Postoperative complications are an impetus for the current push toward better glaucoma operations. It has been more than 100 years that we have been bypassing the conventional outflow system one way or another. The surgery has gotten progressively more controlled intra- and postoperatively, going from full-thickness surgery to guarded filtration surgery, then later with the use of steroids and antimetabolites. We have even improved glaucoma drainage devices (GDDs) to the point where they are often considered a first-line surgical option, but we only recently advanced glaucoma surgery to focus on improvement of trabecular meshwork (TM) and Schlemm’s canal (SC) inner wall outflow or removal or bypass of TM and SC inner wall.
Schlemm’s canal surgery, including ab interno trabeculectomy, canaloplasty, and TM-SC bypass, is another step toward safety and control in glaucoma IOP reduction surgery. It is less risky than trabeculectomy or GDD implantation, but it is also less effective at IOP reduction.

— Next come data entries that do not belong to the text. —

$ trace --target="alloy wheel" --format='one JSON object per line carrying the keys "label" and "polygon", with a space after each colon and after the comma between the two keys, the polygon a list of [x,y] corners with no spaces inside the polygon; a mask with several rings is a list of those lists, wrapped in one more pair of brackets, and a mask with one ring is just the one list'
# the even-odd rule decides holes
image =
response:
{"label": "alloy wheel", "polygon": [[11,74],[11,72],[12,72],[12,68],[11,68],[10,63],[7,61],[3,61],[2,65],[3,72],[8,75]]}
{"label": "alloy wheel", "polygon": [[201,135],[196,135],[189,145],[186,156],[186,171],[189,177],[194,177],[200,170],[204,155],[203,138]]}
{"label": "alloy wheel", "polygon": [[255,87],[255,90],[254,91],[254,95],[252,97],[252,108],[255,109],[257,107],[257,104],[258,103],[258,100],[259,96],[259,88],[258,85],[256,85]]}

The trade-off of efficacy for safety may be acceptable in patients needing mid- to high-teens IOP, but patients requiring a very low IOP still need more invasive procedures like trabeculectomy or GDD.
Another aspect of the TM-SC bypass or removal procedures is actual surgical access to TM and Schlemm’s canal. Perhaps the movement towards less risky and invasive surgery will have as a byproduct treatment of glaucoma through extended-release medication, cell-based or gene therapy applied directly in Schemm’s canal or the TM.
Maybe, as such treatments emerge, Dave Epstein’s suggestion to “give them the cure” will finally be said without irony.